The US Dollar Indian Rupee (USD/INR) exchange rate is falling for a second day. The pair -0.06% in the previous session, settling on Monday at 83.50. At 19:00 UTC, USD/INR trades -0.02% at 83.49 and trades in a range of 83.48 to 83.56.

The Indian rupee is holding steady as investors digest the latest wholesale inflation data. Government figures showed that wholesale price-based inflation rose 1.26% in April at its highest pace in a year, mainly driven by food and primary materials.

The figures were higher than the 1% increase forecast by economists and were also up from 0.53 year on year in March.

Food prices rose by 5.52% annually compared to an increase of 4.65% in March, while primary materials were up 5% compared to a rise of 4.51% in the previous month.

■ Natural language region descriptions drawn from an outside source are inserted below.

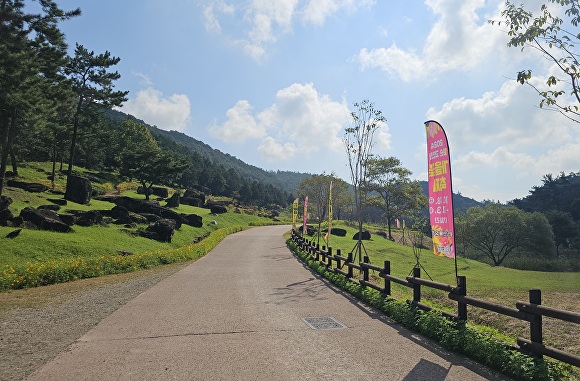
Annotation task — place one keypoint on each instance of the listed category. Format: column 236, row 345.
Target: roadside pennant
column 440, row 191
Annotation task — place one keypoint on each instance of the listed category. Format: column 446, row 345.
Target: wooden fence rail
column 531, row 312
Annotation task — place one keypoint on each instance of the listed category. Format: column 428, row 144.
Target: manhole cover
column 323, row 322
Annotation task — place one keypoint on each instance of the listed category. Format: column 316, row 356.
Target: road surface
column 249, row 310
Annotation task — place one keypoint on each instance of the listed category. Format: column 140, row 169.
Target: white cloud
column 459, row 40
column 264, row 21
column 239, row 126
column 300, row 121
column 316, row 11
column 211, row 20
column 505, row 143
column 167, row 113
column 307, row 118
column 273, row 151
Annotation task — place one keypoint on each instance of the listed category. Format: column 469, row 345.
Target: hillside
column 460, row 202
column 285, row 180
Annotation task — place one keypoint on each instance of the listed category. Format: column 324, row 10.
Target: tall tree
column 317, row 189
column 397, row 195
column 359, row 141
column 93, row 84
column 557, row 39
column 32, row 51
column 143, row 160
column 497, row 231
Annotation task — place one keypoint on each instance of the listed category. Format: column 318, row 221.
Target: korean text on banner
column 294, row 213
column 305, row 216
column 327, row 235
column 440, row 192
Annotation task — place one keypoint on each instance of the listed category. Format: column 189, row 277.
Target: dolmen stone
column 161, row 230
column 173, row 201
column 365, row 236
column 29, row 187
column 78, row 189
column 44, row 219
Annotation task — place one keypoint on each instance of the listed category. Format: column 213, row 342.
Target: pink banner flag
column 440, row 192
column 304, row 217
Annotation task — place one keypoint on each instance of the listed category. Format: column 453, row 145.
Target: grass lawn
column 495, row 284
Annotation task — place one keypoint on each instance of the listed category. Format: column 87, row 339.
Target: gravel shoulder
column 37, row 324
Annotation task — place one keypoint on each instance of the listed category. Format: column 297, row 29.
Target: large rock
column 192, row 201
column 5, row 202
column 44, row 219
column 54, row 207
column 5, row 213
column 173, row 201
column 156, row 191
column 161, row 230
column 149, row 207
column 338, row 232
column 194, row 193
column 89, row 218
column 218, row 209
column 78, row 189
column 193, row 220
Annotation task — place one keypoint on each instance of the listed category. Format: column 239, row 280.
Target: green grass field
column 92, row 247
column 37, row 257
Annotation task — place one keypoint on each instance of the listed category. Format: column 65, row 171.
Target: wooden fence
column 531, row 311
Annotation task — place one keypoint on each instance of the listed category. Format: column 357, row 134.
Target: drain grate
column 323, row 322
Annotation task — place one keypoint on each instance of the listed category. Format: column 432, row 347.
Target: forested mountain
column 560, row 193
column 460, row 203
column 176, row 141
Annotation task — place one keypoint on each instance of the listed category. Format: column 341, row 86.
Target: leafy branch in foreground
column 556, row 39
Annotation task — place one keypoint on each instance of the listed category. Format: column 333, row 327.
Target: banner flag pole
column 441, row 213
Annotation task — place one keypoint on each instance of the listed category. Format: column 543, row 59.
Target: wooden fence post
column 387, row 271
column 366, row 269
column 536, row 322
column 317, row 252
column 462, row 290
column 329, row 256
column 416, row 286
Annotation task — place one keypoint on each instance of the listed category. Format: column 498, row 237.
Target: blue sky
column 272, row 82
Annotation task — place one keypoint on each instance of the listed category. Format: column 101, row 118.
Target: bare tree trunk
column 4, row 129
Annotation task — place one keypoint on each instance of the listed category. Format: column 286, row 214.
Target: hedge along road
column 242, row 313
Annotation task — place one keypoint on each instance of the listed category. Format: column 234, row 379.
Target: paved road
column 238, row 314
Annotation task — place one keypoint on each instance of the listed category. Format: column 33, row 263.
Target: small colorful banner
column 327, row 235
column 440, row 191
column 294, row 214
column 305, row 215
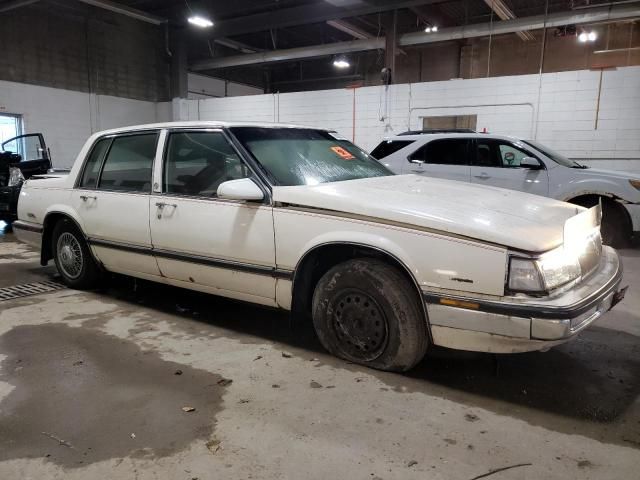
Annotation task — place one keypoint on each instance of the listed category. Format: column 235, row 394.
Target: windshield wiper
column 577, row 165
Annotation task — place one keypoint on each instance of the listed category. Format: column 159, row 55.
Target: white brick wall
column 67, row 118
column 558, row 109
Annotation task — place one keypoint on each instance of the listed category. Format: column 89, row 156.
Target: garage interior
column 94, row 384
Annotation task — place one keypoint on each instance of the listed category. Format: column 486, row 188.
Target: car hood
column 609, row 174
column 495, row 215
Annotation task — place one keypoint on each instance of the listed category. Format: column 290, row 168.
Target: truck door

Higher crude oil prices also drove inflation, which could quicken further in May amid a pickup in global commodity prices.

The US Dollar is falling across the board. The US Dollar Index, which measures the greenback versus a basket of major currencies, trades at -0.18% at the time of writing at 105.04, falling for a second day.

The US dollar is falling despite hotter-than-expected US producer price inflation and as the market digests comments by Federal Reserve chair Jerome Powell ahead of tomorrow’s inflation data.

The producer price index rose 0.5% month over month in April, higher than the 0.3% forecast and up from -0.1 % in March. Meanwhile, on an annual basis, the PPI was 2.2%, up from 2.1%.

The data comes ahead of tomorrow’s U.S. consumer price inflation, which investors will be watching inflation data closely to assess when the Fed may be able to start cutting interest rates.

Meanwhile, Federal Reserve chair Jerome Powell urged the market to be patient. The Federal Reserve will likely keep rates high for longer. Powell echoed comments made earlier in the month. The market was relieved that his comments were more hawkish, which could be what sent the US dollar lower.

In addition to inflation data, the market will be watching retail sales figures, which are expected to show that sales rose by 0.4% month over month in April after rising 0.7% in March. Strong retail sales could raise concerns over inflation.